"So please, oh PLEASE, we beg, we pray, Go throw your TV set away, And in its place you can install, A lovely bookshelf on the wall." — Roald Dahl, Charlie and the Chocolate Factory. With all of the technology we have today, I think that many children forget about books. Turn off the TV and read! Reading can take children on a much greater adventure!
Monday, April 25, 2011
Literature Book Club #3- Poetry
Title: Blue Lipstick: Concrete Poems
Author: John Grandits
About the Author: Grandits lives in Red Bank, New Jersey. He is an award winning book and magazine designer. He is a poet, typographer, art director, designer, & writer. He’s written cartoons, articles, humor pieces, fiction and non-fiction for children and adults. He has also art directed adult trade and children’s textbooks. For a short time he was owner and publisher of Film and Video News magazine. He has written and designed books, book jackets & covers, brochures, advertisements, periodicals, record jackets, corporate logos (although he hated doing it), posters and, of course, poems.
Age Level: Young Adult
Synopsis: A 15-year-old girl named Jessie voices typical—and not so typical—teenage concerns in this unique, hilarious collection of poems. Her musings about trying out new makeup and hairstyles, playing volleyball and cello, and dealing with her annoying younger brother are never boring or predictable. Who else do you know who designs her own clothes and writes poetry to her cat? Jessie’s a girl with strong opinions, and she isn’t shy about sharing them. Her funny, sarcastic take on high school life is revealed through concrete poetry: words, ideas, type, and design that combine to make pictures and patterns. The poems are inventive, irreverent, irresistible, and full of surprises—just like Jessie—and the playful layout and ingenious graphics extend the wry humor.

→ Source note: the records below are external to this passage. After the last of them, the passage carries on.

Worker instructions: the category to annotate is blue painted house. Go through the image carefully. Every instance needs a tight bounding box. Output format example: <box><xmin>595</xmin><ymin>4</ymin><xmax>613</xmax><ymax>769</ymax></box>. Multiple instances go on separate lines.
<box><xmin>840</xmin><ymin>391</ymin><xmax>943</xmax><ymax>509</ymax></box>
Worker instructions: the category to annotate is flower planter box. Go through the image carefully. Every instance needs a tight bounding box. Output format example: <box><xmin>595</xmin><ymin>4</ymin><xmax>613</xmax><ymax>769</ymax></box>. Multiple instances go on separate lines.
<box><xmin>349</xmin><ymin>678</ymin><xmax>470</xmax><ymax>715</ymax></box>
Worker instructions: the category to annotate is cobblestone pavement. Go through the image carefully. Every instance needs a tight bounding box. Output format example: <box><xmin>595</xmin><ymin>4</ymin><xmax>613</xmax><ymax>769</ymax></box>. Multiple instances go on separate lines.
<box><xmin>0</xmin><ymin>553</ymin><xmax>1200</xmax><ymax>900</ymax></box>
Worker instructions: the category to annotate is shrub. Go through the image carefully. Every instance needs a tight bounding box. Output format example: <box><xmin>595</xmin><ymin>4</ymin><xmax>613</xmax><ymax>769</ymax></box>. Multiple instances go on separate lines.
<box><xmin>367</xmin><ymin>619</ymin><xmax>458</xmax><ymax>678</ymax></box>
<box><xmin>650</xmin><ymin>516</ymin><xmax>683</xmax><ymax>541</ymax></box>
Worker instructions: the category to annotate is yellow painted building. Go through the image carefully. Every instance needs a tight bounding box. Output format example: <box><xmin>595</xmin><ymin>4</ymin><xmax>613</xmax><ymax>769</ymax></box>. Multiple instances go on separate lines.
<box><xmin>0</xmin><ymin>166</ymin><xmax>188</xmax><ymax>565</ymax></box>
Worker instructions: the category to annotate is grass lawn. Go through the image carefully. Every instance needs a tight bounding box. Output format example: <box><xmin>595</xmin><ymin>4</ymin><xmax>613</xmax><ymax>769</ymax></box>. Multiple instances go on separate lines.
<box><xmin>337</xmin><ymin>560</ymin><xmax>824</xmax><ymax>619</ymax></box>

Theme(s): poetry, shape poems, concrete poems, visual poetry
How it can be used in the elementary classroom: This would be a great book for a poetry unit. The teacher can teach students how to create concrete poems. Concrete poems are words, ideas, type, and design that combine to make pictures and patterns. It could really allow your students to be artistic and creative in writing their poems. Blue Lipstick can be read as a class and then the students can experiment writing their own concrete poems. The whole class could write and illustrate their poems and compile a book and each student could have a copy.